The Cardinals were playing to extend their season for one more game and early on they gave the Busch Stadium faithful a reason to be exuberant with back-to-back home runs by Paul Goldschmidt and Marcell Ozuna in the first inning.
Ozuna’s home run sailed all the way up into the third deck, on par with Big Mac Land (or rather Big Ac Land currently thanks to Paul Dejong), but just a few seats over from the foul pole.
A home run getting up that far and that high is still a marvel to behold, even in this day and age where home runs are longer and more plentiful with this year’s baseball reportedly having a lower coefficient of drag.
There were still more smiling faces when Ozuna delivered a second home run a couple of innings later.
The situation got more dire though in the fifth inning as the Braves came back to take a 4-3 lead. All around me, smiles turned to nervous groans as everything started to go the Braves way.
A ball bounced off third base and away from Matt Carpenter for a Braves double. Another ball deflected off Carpenter’s chest for another infield hit. Then, a ball snuck in under the glove of Dexter Fowler in center field.
It was enough to seem like some higher power was working against the Cardinals through the fifth, sixth and seventh innings.
But perhaps there is no higher power in St. Louis than Yadier Molina.
Molina is not going to hit 40 home runs in a season. He’s not going to drive in 100 runs. But when the game is on the line, he’s one of the best hitters any team could hope to send up to the plate.
You need a run to tie the game in the bottom of the eighth? Watch Molina lace a slow line drive just out of reach of Braves first baseman Freddie Freeman to drive in a run from second base.
You need a run to win it in the bottom of the 10th? Pay attention as he turns on a first-pitch fastball and drives it to the warning track for a game-winning sacrifice fly.
Molina delivered in both those situations Monday and reinforced yet again his legendary status, not just in the Gateway City, but on a national stage.
Instantly, after that game-tying single, gone from the stadium were the nervous groans. That spring-like hope was suddenly shining once again on more than 40,000 faces.
A little uncertainty crept back in when the Cardinals called upon closer Carlos Martinez in a tied game in the top of the ninth and there was a mixed reaction to the announcement. Martinez, who struggled at points during the regular season, barely closed out the Braves in the first game of the series in Atlanta last week after allowing three runs in the bottom of the ninth to hold on for a one-run win. He then blew the save Sunday in Game 3 and came into Monday’s game with a playoff ERA of 23.50.
While the faith in Martinez was tenuous, he managed to get through the inning with the tie intact before turning the ball over to Miles Mikolas for the 10th.
The hope steadily built from there and then reached a fever pitch when Kolten Wong led off the bottom of the 10th inning with a double.

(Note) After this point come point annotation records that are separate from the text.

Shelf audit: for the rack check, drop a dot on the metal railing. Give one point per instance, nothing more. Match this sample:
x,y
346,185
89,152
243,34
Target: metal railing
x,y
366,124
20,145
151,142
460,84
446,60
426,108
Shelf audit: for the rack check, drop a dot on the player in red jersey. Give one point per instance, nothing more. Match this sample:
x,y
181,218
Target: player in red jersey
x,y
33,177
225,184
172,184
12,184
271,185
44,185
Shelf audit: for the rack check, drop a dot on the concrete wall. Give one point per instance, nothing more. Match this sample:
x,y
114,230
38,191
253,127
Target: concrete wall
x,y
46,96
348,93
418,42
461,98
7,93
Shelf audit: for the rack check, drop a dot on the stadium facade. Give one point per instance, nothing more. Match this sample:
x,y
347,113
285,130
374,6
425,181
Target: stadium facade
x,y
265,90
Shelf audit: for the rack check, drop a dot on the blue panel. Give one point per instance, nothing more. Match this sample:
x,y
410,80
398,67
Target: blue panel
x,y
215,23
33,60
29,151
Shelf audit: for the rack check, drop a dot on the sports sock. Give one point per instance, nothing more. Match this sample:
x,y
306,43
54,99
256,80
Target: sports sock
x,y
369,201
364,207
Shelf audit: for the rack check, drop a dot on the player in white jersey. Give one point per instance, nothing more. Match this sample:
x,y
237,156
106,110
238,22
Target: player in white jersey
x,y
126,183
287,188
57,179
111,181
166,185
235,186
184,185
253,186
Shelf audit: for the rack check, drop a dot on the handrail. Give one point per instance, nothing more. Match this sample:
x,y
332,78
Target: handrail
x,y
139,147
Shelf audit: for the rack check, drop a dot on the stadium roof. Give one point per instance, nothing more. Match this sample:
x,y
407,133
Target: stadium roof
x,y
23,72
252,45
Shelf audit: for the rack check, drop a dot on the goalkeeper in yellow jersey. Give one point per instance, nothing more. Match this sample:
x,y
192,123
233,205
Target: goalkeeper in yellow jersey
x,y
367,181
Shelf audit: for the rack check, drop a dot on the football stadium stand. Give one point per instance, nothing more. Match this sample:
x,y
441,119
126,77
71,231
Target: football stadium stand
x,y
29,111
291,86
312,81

It became too much to contain as the situation evolved to runners on first and third with one out and Molina coming to the plate.
Then, the magic happened. Molina collected the game-winning RBI and while the crowd didn’t necessarily “Go Crazy,” they did go home happy.
As Cardinals fans, we’ve been spoiled by being able to witness a bevy of moments like that through numerous playoff games through the years. Yet, it never gets old.
And the best part is, it means the season goes on with a chance for even more to come in Game 5 on Wednesday and beyond.